Using R to Detect Communities of Correlated Topics

Creating a topic network

For Project Mosaic, I’m researching UNCC publications in social science and computing & informatics by analyzing the abstract text and the co-authorship social network.

For text mining, I’m running topic modeling (Latent Dirichlet Allocation or LDA for short) on five years of peer-reviewed publication abstracts to identify key research themes by university researchers. (If you’re not familiar with LDA, a good start is David Blei’s “Probabilistic Topic Models”.)

One problem I came across was: how to measure the relationships (correlations) between topics? In particular, I want to creating a network visualization that connects similar topics and helps users easier navigate a large collection of topics (in this case 100 topics).

In this tutorial, I accomplish this by combining code from two awesome resources:

Data preparation

Our first step is to load our topic matrices that are outputs of LDA. There are two outputs to LDA: a word-topic matrix and a document-topic matrix. For this tutorial, I uploaded previously saved LDA results that were saved as flat (csv) files.

As an alternative to loading flat files, you can use the output of the topicmodels package lda function to create any word-topic and document-topic matrices. Take the output of your lda function and run the posterior function on the output.

# load in author-topic matrix, first column is word
author.topic <- read.csv("./author_topics.csv", stringsAsFactors = F)

# load in word-topic matrix, first column is word
word.topic <- read.csv("./term_topics.csv", stringsAsFactors = F)
num.col <- ncol(word.topics)

# create topic names using first five words
for (i in 2:num.col){
  top.words <- word.topics[order(-word.topic[,i])]
  name$topic_name[i] <- paste(top.words[1:5], collapse = " + ")
}

# rename topics
colnames(word.topic) <- c("word",name$topic_name)
colnames(author.topic) <- c("author_name",name$topic_name)
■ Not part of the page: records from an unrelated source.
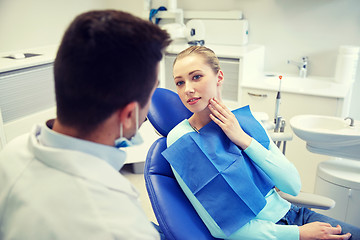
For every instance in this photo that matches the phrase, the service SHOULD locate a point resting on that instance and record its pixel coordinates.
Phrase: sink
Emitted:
(328, 135)
(292, 82)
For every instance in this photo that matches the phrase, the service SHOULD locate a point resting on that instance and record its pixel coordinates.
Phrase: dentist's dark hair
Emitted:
(106, 60)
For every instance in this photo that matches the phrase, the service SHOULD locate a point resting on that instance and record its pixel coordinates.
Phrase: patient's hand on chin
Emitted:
(227, 121)
(320, 230)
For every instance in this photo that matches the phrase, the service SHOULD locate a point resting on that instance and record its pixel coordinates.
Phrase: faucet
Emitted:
(301, 65)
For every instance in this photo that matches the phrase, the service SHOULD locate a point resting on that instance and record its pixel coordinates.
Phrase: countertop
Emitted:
(46, 55)
(311, 85)
(225, 51)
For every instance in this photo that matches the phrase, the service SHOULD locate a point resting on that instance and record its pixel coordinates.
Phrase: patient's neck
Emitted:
(200, 119)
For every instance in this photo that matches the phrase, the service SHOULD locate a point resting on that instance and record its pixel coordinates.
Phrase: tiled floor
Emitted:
(138, 181)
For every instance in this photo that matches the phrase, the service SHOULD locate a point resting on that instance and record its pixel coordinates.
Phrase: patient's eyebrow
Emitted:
(192, 72)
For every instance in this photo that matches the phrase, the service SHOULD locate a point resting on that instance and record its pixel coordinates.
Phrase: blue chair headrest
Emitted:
(166, 111)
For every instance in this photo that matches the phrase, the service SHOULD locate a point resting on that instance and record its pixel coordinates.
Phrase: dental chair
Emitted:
(175, 215)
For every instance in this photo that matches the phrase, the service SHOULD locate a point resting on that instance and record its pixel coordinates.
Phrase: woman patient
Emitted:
(228, 167)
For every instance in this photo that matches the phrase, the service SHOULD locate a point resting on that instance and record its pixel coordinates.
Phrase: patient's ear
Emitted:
(220, 78)
(128, 114)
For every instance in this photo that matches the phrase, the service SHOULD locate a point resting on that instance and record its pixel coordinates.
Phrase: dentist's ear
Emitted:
(127, 114)
(220, 77)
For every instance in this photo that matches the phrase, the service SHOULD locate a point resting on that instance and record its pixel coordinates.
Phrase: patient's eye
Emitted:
(179, 83)
(196, 77)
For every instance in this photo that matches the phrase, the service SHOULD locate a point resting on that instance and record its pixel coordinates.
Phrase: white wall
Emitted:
(32, 23)
(289, 29)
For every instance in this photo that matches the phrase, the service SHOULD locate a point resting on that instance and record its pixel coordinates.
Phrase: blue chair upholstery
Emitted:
(176, 216)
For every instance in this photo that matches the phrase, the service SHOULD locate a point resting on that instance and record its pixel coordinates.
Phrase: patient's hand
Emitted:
(227, 121)
(320, 230)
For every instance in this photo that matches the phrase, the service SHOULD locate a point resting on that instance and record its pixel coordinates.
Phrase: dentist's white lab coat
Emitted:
(50, 193)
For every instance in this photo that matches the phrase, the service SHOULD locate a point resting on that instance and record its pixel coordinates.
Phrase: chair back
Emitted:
(176, 216)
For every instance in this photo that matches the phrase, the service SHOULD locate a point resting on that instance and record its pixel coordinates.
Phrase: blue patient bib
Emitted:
(228, 184)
Unlike standard LDA in which the abstracts were the documents, I ran an “author-centered” LDA in which all author’s abstracts were combined and treated as one document per author. I ran this because my ultimate goal is to use topic modeling as an information retrieval process to determine researcher expertise by topic.

Create static networks

In the next step, I create a network using the correlation between each topic’s word probabilities.

First, I decide to keep only relationships (edges) that have significant correlation (20%+ correlation). I use 20% because its the .05 level of statistical significance for a sample of 100 observations Wikipedia.

cor_threshold <- .2

cor_mat <- cor(word.topic[,2:num.col])
cor_mat[ cor_mat < cor_threshold ] <- 0
diag(cor_mat) <- 0

Next, we use the correlation matrix to create an igraph data structure, removing all edges that have less than the 20% minimum threshold correlation.

library(igraph)

graph <- graph.adjacency(cor_mat, weighted=TRUE, mode="lower")
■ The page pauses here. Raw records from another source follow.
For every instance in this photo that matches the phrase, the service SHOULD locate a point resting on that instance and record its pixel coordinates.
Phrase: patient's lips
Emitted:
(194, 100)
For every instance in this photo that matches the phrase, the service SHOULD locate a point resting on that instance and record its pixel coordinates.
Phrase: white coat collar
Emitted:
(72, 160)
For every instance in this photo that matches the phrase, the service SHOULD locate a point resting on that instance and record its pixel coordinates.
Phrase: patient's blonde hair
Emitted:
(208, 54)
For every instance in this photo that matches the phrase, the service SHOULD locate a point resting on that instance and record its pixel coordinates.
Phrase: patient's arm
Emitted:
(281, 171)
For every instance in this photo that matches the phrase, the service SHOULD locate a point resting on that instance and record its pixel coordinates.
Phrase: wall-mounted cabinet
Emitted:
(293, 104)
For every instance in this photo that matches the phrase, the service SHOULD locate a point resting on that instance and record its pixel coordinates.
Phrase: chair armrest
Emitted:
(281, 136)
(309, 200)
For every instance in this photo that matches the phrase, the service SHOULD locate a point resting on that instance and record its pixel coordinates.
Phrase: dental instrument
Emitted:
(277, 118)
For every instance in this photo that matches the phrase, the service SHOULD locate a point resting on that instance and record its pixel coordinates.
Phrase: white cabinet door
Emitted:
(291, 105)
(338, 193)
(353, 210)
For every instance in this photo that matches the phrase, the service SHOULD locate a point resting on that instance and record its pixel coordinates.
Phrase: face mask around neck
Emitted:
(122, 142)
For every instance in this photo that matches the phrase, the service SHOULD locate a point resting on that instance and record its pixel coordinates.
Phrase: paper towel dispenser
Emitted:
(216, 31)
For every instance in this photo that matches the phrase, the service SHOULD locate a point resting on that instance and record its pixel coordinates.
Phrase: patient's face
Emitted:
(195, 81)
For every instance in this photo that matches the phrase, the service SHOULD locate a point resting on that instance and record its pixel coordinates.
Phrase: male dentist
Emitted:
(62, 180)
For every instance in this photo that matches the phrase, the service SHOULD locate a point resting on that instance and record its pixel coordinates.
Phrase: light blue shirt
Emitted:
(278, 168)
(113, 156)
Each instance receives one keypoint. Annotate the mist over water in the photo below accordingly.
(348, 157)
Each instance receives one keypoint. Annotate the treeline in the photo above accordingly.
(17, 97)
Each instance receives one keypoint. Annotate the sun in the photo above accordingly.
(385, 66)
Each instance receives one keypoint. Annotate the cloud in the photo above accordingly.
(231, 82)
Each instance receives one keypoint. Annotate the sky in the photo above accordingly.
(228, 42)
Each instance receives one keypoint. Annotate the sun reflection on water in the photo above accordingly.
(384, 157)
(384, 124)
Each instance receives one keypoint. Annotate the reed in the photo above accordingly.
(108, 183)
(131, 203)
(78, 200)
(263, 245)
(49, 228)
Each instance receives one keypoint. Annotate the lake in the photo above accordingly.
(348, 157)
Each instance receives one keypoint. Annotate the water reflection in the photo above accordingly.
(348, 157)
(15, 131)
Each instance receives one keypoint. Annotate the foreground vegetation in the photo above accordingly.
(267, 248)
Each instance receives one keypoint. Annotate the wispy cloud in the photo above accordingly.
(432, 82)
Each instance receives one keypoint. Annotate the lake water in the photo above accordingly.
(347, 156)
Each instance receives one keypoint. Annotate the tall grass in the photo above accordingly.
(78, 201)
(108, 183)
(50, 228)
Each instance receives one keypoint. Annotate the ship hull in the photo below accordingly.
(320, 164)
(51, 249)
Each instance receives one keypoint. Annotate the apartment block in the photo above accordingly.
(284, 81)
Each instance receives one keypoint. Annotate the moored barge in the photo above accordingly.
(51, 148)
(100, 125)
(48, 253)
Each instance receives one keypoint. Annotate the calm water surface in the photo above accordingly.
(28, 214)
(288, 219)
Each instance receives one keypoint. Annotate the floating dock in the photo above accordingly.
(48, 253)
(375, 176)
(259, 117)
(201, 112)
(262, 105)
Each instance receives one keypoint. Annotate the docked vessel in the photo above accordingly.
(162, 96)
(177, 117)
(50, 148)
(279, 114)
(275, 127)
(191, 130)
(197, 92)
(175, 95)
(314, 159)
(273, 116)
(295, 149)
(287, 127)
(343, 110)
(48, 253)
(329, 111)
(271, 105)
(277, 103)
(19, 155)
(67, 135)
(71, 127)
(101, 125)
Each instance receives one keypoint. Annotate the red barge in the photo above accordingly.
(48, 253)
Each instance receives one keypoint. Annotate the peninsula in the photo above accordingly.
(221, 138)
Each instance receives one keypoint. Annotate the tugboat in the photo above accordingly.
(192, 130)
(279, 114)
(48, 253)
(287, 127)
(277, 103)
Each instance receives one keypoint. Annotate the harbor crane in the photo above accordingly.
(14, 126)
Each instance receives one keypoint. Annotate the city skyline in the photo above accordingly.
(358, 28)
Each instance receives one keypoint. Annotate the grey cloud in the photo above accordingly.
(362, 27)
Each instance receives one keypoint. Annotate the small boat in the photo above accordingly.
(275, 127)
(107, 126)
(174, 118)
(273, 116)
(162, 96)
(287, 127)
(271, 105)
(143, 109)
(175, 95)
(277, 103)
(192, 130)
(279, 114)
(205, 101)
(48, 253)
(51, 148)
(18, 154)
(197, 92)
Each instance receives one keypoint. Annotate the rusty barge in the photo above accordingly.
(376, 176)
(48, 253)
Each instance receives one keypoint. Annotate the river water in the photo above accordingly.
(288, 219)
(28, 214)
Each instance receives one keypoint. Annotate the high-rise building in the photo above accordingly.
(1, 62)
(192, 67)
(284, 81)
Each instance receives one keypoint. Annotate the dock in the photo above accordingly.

E(graph)$edge.width <- E(graph)$weight
V(graph)$label <- paste(1:100)

Let’s plot a simple igraph network.

par(mar=c(0, 0, 3, 0))
set.seed(110)
plot.igraph(graph, edge.width = E(graph)$edge.width, 
            edge.color = "blue", vertex.color = "white", vertex.size = 1,
            vertex.frame.color = NA, vertex.label.color = "grey30")
title("Strength Between Topics Based On Word Probabilities", cex.main=.8)

Each number represents a topic, each topic is numbered to identify it.

My first observation is that there appears to be three main clusters.

Let’s use community detection, specifically the label propagation algorithm in igraph, to determine clusters within the network.

clp <- cluster_label_prop(graph)
class(clp)

plot(clp, graph, edge.width = E(graph)$edge.width, vertex.size = 2, vertex.label = "")
title("Community Detection in Topic Network", cex.main=.8)

Community detection found thirteen communites, plus multiple additional communities for each of the isolated topics (i.e., topics that do not have any connections).

Similar to my initial observation, the algorithm found the three main clusters we recognized in the first plot, but also added additional smaller clusters that don’t seem to fit well in any of the three main clusters.

Let’s save our communities and also calculate degree centrality and betweenness which we’ll use in the next section.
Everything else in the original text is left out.